The COVID pandemic has brought heightened attention to mental health disorders and suicide, as well as persistent social inequalities that increase suicide risk among vulnerable populations. In 2020, suicide was the 12th leading cause of death and the 3rd leading cause among youth ages 15-24 (Drapeau & McIntosh, 2021). Higher suicide risk has been found for people who are immigrants, homeless, have substance use disorders, or identify as sexual or gender minorities (Amiri & Behnezhad, 2020; Ayano et al., 2019; Forte et al., 2018; Nystedt et al., 2019). Most social workers report encountering clients contemplating suicide but receive inadequate educational or professional preparation. To effectively use science to address this complex problem, battle iniquities, and build solutions, we engaged in state and local partnerships to provide and test a suicide intervention training model. This poster illustrates the mechanisms through which suicide intervention training facilitates practitioner skill development and confidence in using suicide-specific skills.
We used path analysis to model the change process among participants who completed an intensive suicide intervention training. Participants included 150 practitioners in a Midwestern state who were either current practitioners or preparing for this role. Reliable and validated scales were used to measure self-reported fear (Fear of Talking About Suicide Scale), how direct to be with the person (Problem-Solving Directness Scale), confidence (Suicide Counseling Confidence Scale), and suicide-specific intervention skills (Suicide Counseling Skills Inventory), before and following the intervention training. Graduate-level training was controlled in the model because it is likely to affect the level of change in skills. We also examined whether the path model demonstrated differences by race/ethnicity, gender/gender identity, and age.
The path model found that the largest impact of training was that reducing participants’ fear of talking about suicide improved their confidence in intervening with potentially suicidal individuals. Fear reduction had a large effect on improving confidence in suicide counseling (B = -7.65, z = -6.47, p < .001.) Reducing fear also had a significant, though much smaller direct effect on improvement in skills (B = 0.08, z = 2.95, p = .003). In contrast, beliefs about using a more directive helping style and graduate-level training did not significantly affect improvement in suicide-specific skills. The model operated similarly regardless of race/ethnicity, gender, gender identity, or age. Fit indices, including the RMSEA index of less than .08, CFI of .92, SRMR of .08, and Chi-square goodness of fit test (p=.098), all indicate that model fits the data adequately.

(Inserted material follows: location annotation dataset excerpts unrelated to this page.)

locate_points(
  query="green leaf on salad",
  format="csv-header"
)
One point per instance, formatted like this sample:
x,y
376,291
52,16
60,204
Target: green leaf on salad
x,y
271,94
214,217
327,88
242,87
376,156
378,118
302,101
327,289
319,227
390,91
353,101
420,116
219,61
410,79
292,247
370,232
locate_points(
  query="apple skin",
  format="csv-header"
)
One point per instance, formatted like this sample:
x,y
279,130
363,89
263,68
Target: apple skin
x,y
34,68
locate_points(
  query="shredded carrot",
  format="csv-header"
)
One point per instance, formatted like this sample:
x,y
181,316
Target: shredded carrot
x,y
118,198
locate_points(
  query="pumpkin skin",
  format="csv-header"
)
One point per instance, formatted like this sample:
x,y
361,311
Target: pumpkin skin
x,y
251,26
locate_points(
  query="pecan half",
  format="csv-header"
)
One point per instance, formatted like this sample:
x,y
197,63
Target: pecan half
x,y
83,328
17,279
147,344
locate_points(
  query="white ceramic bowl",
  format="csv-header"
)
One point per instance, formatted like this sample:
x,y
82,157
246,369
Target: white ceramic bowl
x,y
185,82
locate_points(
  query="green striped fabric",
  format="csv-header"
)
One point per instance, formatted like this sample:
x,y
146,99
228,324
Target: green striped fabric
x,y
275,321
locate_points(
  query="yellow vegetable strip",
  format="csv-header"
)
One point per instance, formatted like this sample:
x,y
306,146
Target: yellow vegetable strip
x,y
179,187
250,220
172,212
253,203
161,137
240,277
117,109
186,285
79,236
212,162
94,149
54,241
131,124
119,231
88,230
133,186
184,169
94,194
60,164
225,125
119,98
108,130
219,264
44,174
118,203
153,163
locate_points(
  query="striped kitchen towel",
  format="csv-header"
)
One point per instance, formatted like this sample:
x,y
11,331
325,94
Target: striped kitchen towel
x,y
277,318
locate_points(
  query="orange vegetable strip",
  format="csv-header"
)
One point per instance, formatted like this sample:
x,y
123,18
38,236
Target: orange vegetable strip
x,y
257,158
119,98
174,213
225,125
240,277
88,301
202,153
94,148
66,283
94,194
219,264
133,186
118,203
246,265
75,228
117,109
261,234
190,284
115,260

Conclusions and Implications:
Reducing practitioners’ fear of talking about suicide had a strong impact on their confidence in helping individuals contemplating suicide and a smaller but significant impact on their skill development within a brief, intensive training program. Results offer implications for using science to help practitioners and trainees learn skills to respond appropriately to a highly complex and stigmatized population. The study also highlights methods for building and sustaining community-based research partnerships to strengthen the science of social work practice.